The artwork? Dragons and soldiers, sunsets and birds, and oh so much merchandise.
“Anything tattoo related, we have here,” says organizer Greg Piper of Exposed Tattoo and Baller Inc.
There are 400 artists from around the world, as many as 55 vendors, and they’re expecting up to 20,000 people over the three-day event. There are live tattoo contests, with prizes on the spot, and after parties galore.
Piper says things have changed in the business since he starting as an artist in the 1980s.
“The clients,” he says, “want huge tattoos. They want sleeves.”
Retired Marine Henry Harper has one full sleeve, all in black in white, featuring the Grim Reaper. But today he’s sitting with artists Robert Vendemmia, getting some pink ink on his other arm, which will be in full color.
“It’s gonna be all ‘Looney Tunes’ characters,” says Harper. “I’ve always had a dark side. But you’ve got to have a balance.”

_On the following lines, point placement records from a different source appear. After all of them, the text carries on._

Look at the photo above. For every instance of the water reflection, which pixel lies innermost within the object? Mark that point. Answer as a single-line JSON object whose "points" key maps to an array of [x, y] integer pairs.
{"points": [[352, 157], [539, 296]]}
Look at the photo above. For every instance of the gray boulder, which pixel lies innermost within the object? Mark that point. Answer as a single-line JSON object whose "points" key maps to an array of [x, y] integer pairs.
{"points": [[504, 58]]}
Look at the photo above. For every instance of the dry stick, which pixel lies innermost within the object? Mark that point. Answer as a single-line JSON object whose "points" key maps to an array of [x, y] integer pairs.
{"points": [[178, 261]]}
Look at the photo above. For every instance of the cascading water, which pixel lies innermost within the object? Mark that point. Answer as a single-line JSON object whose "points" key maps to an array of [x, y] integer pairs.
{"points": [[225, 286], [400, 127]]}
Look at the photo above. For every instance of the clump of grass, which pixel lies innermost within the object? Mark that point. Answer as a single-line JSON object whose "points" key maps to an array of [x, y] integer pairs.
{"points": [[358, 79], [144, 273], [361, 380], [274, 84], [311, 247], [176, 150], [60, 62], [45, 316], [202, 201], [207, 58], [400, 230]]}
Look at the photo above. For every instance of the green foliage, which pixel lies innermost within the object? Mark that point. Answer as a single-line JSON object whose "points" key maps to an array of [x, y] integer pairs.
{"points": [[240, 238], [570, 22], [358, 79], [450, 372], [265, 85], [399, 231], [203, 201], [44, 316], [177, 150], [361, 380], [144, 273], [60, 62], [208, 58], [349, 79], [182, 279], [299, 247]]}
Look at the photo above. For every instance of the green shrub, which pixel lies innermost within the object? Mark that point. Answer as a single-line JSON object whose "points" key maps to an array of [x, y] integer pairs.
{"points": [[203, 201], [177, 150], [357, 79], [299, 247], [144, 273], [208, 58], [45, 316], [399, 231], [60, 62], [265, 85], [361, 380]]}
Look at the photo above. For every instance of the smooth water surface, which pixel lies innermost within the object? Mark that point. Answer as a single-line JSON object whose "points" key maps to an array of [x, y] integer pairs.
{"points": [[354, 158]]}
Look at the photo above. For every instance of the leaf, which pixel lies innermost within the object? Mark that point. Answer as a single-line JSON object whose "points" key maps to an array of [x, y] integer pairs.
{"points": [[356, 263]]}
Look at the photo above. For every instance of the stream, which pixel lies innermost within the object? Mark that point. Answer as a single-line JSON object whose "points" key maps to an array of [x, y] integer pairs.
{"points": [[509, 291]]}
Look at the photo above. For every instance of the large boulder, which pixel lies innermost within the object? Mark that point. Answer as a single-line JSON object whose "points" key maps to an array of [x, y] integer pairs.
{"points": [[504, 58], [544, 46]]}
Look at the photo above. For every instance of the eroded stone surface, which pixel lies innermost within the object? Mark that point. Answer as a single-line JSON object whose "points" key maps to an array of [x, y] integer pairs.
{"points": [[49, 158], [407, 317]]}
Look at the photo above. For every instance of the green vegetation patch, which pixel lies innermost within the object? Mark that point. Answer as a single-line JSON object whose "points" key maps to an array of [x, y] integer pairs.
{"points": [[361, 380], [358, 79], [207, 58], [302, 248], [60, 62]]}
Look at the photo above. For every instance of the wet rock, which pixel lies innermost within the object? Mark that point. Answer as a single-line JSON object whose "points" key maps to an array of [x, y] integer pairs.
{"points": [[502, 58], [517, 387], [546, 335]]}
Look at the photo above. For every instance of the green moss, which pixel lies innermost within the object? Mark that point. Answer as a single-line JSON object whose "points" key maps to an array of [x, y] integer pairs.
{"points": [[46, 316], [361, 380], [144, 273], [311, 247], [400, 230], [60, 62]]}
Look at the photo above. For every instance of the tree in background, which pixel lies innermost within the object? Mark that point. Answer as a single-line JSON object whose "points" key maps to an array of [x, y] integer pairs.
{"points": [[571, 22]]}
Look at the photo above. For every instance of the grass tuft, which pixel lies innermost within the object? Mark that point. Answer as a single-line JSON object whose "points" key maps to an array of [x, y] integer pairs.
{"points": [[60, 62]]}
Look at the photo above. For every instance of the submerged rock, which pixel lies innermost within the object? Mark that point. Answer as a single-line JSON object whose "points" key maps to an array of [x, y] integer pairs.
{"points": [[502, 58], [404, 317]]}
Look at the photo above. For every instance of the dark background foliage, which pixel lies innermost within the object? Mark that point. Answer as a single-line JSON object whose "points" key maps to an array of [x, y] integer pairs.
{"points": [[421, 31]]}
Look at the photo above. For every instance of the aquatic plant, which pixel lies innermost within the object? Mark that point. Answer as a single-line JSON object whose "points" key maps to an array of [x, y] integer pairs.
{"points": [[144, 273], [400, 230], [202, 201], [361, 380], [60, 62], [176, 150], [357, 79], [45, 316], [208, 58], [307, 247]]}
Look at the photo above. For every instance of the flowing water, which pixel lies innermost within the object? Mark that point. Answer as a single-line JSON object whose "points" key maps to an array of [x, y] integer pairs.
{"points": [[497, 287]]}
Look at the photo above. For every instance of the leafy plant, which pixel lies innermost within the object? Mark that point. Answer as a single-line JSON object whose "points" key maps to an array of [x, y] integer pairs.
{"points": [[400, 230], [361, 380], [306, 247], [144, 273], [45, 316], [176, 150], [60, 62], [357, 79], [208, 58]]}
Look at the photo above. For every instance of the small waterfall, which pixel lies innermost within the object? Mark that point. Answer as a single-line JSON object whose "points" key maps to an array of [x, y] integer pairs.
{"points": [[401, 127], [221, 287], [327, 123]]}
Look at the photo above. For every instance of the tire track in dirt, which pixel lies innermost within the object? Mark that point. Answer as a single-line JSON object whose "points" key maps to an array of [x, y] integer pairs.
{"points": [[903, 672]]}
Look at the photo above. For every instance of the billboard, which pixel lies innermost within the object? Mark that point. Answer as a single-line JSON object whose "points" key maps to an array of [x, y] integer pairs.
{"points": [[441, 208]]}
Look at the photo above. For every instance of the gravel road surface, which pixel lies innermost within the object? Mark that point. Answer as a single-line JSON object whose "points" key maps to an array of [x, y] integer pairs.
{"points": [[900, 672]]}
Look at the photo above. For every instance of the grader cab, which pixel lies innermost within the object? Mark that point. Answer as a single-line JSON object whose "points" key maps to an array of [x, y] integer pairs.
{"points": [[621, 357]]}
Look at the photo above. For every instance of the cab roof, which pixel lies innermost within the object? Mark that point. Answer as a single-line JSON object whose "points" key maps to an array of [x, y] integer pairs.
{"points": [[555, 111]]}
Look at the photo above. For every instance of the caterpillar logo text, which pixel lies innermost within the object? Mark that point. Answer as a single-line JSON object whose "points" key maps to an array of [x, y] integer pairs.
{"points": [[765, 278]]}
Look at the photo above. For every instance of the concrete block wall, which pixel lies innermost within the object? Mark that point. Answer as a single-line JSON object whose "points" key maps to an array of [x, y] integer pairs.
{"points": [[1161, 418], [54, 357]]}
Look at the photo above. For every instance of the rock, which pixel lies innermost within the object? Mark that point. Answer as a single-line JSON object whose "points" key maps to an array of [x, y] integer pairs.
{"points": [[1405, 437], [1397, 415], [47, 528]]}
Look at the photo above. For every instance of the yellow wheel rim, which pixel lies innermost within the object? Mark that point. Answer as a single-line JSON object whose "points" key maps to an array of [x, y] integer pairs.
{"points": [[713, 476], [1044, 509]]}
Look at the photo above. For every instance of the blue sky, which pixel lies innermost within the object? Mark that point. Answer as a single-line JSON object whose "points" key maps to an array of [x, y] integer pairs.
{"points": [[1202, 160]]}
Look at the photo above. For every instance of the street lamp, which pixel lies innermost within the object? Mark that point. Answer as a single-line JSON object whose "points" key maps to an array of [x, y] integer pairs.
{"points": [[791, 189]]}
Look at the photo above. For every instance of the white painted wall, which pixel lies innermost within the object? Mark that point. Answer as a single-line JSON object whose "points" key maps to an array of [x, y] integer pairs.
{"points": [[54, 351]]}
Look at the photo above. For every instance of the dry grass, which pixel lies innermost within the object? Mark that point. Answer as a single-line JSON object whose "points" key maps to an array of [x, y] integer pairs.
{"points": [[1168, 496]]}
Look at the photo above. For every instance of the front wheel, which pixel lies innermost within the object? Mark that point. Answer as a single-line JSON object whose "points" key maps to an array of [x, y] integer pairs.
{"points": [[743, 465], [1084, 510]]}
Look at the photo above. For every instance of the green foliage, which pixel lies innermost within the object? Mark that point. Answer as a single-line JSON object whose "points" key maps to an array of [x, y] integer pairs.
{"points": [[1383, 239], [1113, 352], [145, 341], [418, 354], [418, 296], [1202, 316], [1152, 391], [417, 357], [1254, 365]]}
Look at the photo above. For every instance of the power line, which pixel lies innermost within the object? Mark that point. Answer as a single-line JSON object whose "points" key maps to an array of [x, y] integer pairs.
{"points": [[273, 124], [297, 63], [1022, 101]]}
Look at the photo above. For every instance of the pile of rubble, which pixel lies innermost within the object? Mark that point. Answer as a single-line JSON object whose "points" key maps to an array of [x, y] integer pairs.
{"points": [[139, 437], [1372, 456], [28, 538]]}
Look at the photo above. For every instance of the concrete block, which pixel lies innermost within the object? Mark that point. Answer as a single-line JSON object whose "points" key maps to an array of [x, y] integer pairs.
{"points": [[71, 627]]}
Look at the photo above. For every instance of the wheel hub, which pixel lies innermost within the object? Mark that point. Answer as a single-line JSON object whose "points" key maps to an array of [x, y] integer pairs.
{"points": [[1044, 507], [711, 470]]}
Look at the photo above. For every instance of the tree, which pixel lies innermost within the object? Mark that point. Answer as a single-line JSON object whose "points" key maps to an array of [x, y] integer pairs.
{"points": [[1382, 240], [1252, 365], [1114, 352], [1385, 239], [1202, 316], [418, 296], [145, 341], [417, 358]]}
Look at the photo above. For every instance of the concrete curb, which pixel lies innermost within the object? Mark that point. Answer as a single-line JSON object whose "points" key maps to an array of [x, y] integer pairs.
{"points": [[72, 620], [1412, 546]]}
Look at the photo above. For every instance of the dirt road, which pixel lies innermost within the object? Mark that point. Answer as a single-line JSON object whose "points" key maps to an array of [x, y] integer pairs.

Piper and others at the expo say it is so popular, partly because tattoos are more mainstream now, and more acceptable both in society and in the workplace.
Mary Dillon got what she describes as a short-sleeve Japanese body suit, with waves on one arm, fire and a dragon on the other, and a huge dragon on her back. Dillon got her first tattoo 25 years ago in Scotland.
“It’s a butterfly on my bum!,” Dillon exclaims.
But she won’t be encouraging her 1-year-old, Rory, to get one. Dillon says if he decides to go that route, she’ll suggest that he think long and hard about it. “Because obviously, it’s everlasting.”